After I got off the phone with AT&T, they called back. This time, it was a woman in San Francisco who had checked the signals and assured me they were coming through clearly. She suggested I switch browsers. I told her I'd already tried but that it hadn't worked. She, too, was very nice but ultimately not very helpful. I gave up.... at least for a while.

That night (after going to my sister-in-law's house to file for unemployment for the week, and after David had tried calling AT&T and got disconnected and did not get a return call, despite their taking his number in case of a disconnection and promising to call back immediately), I spent another hour or so chatting online with an AT&T rep, who tried yet a few more things to fix the problem, all to no avail. We gave up, decided I'd go to Best Buy in the morning (the employees there have often been able to solve my computer problems, even those not directly related to their products or services) and went to bed.

I was about to doze off when David said, "Maybe it would work if we unplugged the Ethernet cord and plugged it directly into the computer."

I was almost asleep, so I think my response was something like "Mmmmmm." But his words did come back to me the next day after a trip to Best Buy.

I've always gotten good help from Best Buy employees, and this time was no exception. The guy told me he'd never heard of this particular problem but suggested that a new router might be the key. We'd bought a new modem a few months before and knew that our router was on its last leg. Why the router would have this problem, and why a new one would fix it, no one was sure, but it seemed worth a try.
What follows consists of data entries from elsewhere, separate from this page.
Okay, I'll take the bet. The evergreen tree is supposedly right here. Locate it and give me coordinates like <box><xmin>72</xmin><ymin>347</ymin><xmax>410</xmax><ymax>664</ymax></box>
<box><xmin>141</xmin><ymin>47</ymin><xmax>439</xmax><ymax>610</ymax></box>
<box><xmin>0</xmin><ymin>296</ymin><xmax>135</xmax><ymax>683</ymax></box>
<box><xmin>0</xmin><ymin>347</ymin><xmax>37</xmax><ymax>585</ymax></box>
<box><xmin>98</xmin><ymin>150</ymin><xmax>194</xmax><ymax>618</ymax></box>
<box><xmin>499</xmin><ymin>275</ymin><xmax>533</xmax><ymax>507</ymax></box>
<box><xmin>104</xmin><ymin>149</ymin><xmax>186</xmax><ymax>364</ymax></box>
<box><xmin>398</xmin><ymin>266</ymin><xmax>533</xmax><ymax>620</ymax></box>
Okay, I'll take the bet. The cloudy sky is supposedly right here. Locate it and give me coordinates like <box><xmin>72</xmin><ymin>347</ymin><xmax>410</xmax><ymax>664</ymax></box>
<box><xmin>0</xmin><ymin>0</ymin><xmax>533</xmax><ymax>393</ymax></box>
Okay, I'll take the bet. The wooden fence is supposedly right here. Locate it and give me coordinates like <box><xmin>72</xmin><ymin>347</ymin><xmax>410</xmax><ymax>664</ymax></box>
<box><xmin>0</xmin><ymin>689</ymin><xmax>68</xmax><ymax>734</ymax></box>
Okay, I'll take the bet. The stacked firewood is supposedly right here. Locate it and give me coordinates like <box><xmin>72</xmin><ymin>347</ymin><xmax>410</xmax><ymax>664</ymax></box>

I spent $40 on the new router--which, I was assured, could be returned if it wasn't the solution--and headed home. I set it up without too much trouble. There was only one small problem--it wouldn't connect to the Internet. David and I both have laptops and have a wireless Internet connection. I had to plug the Ethernet cable in to my computer to set up the router, and when I unplugged it when I was finished with the installation, the Internet connection was gone. What good was a laptop without a wireless connection? That reminded me of David's comment the night before. Turned out he had been right... but we still needed a wireless connection.

I called Netgear, the maker of the router, to see if they could help me. The call turned out to be shorter and more successful than the one to AT&T the day before. I'm still not entirely sure, but I think the fact that I'd named the new network the same name that it had had from the old router was the problem. It also didn't help that the password I'd chosen hadn't come up. At the Netgear rep's instructions, I deleted the old network and changed the password again to the one I wanted, and.... IT WORKED. I couldn't believe it. I'm sure the Netgear lady thought I was crazy to be so excited, but I couldn't help it. As soon as I hung up with her, I called David. The conversation went something like this:

Him: "Hey, what's up?"


Him: "That's great! You fixed it! Way to go!"


Him: Silence. Probably wondering what the crazy person on the other end of the line had done with his wife.

I realized later that years (literally, years) ago, someone else had exclaimed the same sentiment that I had: ALL the websites worked, and they worked wirelessly! This was several years ago, when wireless networks were invented. And here I was, saying the same thing.... years later.

Oh well. I don't care.... I'm just excited that now ALL the websites work, and that I can file for unemployment and file my taxes while reading about lattes and new towels and sheets.

Ah, it's the little things...


  1. This whole post reminds me of non-smoking smoke breaks! This is the kind of stories you would tell me on the sidewalk outside of our office. Aw I miss you!

  2. Haha... yeah, we certainly had some good stories. :) I miss you too!